In the hours immediately prior to Kristoffer dying, an FRFI supporter was violently arrested by Tayside Police in Dundee. Phone footage of the assault can be seen on YouTube.

His crime was to ask the police on what law they based their aggressive and threatening demand that he leave an area where he was peacefully and legally handing out leaflets for a forthcoming tour of speakers from socialist Cuba. Taken to the local Bell Street cells, he was charged with disorderly conduct and lashing out at the constables with arms and legs. A public campaign was launched with street meetings, petitions and leafleting to challenge the police frame up.  The comrade was able to get a letter published in a widely read local daily.  This took issue with Tayside Chief Constable John Vine’s feeble description of his cells as a ‘custody suite’. The letter described the actual reality of blood smeared walls, of an area that stunk like a neglected dog pound and, most significantly, challenged the lack of concern and attention from the staff there. The letter commented on the news of Kristoffer’s death and offered any assistance to any inquiry. Despite assurances from a solicitor that all those in custody around the time of the young lad’s death would be called as witnesses, the comrade was never approached by any legal authority.  The police lies in his case were exposed by CCTV but no cop was ever charged with false statements and an enquiry by the Scottish Police Complaints Ombudsman cleared the police of any wrongdoing.
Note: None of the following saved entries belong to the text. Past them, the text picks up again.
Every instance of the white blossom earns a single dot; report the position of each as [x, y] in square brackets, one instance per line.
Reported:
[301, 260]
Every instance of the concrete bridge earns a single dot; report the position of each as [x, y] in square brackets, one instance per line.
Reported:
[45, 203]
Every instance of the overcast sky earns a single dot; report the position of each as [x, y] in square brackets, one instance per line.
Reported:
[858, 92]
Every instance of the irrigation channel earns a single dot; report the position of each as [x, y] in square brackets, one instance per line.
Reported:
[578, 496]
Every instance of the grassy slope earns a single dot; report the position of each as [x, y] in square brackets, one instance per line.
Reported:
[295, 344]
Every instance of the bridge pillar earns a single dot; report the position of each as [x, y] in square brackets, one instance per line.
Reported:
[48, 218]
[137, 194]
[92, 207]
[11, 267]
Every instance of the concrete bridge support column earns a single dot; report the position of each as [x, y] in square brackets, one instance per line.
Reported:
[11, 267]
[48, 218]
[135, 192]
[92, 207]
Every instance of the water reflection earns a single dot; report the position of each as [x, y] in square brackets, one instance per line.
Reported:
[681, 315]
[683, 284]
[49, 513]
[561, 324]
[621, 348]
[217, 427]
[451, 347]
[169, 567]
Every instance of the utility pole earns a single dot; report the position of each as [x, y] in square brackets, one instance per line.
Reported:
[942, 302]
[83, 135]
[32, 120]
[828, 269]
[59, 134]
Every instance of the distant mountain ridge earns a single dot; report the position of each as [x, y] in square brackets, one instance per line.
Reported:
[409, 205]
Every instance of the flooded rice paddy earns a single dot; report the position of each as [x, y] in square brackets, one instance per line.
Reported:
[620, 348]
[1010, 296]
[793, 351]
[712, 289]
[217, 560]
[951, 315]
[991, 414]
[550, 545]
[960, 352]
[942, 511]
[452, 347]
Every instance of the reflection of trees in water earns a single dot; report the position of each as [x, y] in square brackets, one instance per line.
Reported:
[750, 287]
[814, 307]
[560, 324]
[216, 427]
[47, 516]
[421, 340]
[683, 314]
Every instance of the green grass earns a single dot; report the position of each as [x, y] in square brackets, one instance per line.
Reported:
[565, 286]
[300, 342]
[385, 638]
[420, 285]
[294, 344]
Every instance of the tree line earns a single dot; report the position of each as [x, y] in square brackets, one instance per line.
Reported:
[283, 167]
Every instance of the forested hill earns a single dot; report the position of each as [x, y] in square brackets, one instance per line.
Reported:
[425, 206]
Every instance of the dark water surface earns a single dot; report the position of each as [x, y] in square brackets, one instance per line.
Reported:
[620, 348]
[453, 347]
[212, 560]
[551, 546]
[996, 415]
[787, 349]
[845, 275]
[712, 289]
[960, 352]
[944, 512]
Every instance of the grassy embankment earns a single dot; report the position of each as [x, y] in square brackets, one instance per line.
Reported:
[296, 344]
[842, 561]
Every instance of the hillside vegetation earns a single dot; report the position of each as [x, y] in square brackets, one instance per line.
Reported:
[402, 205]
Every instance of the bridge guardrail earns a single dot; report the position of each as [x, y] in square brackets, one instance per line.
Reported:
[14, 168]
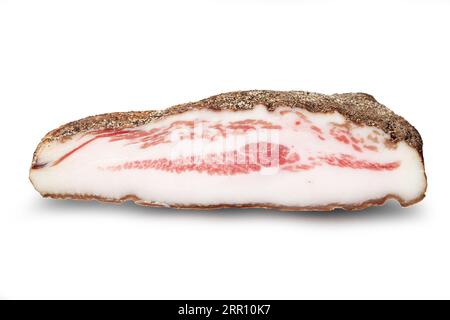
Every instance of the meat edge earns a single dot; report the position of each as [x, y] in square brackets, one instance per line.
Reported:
[360, 108]
[324, 208]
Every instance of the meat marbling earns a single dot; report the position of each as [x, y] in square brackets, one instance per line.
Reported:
[286, 150]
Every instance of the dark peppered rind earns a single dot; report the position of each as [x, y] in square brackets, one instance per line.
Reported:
[359, 108]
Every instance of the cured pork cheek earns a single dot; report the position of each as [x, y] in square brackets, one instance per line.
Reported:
[285, 150]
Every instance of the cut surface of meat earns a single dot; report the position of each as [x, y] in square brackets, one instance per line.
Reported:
[265, 154]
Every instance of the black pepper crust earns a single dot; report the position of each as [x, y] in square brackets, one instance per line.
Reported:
[359, 108]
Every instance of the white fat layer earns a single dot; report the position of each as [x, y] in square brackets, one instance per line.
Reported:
[83, 172]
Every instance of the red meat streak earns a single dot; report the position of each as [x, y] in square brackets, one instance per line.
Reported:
[257, 156]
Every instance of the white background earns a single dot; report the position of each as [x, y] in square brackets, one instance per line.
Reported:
[64, 60]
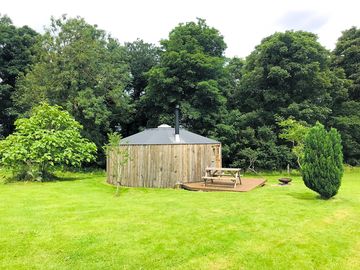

Three years later, as the FAI report bears out, the Chief Constable’s “custody suite” was shown to be the dirty death trap it became for Kristoffer Batt. John Vine went on to the UK Border Police Inspectorate where his experience of twisting the truth and covering up will surely prove useful.

FRFI sends its condolences to Kristoffer’s family. Justice has far from been done in this case as the system closes ranks to maintain the fiction of legality and care. FRFI is seeking to establish why an important and credible witness was excluded from the inquiry.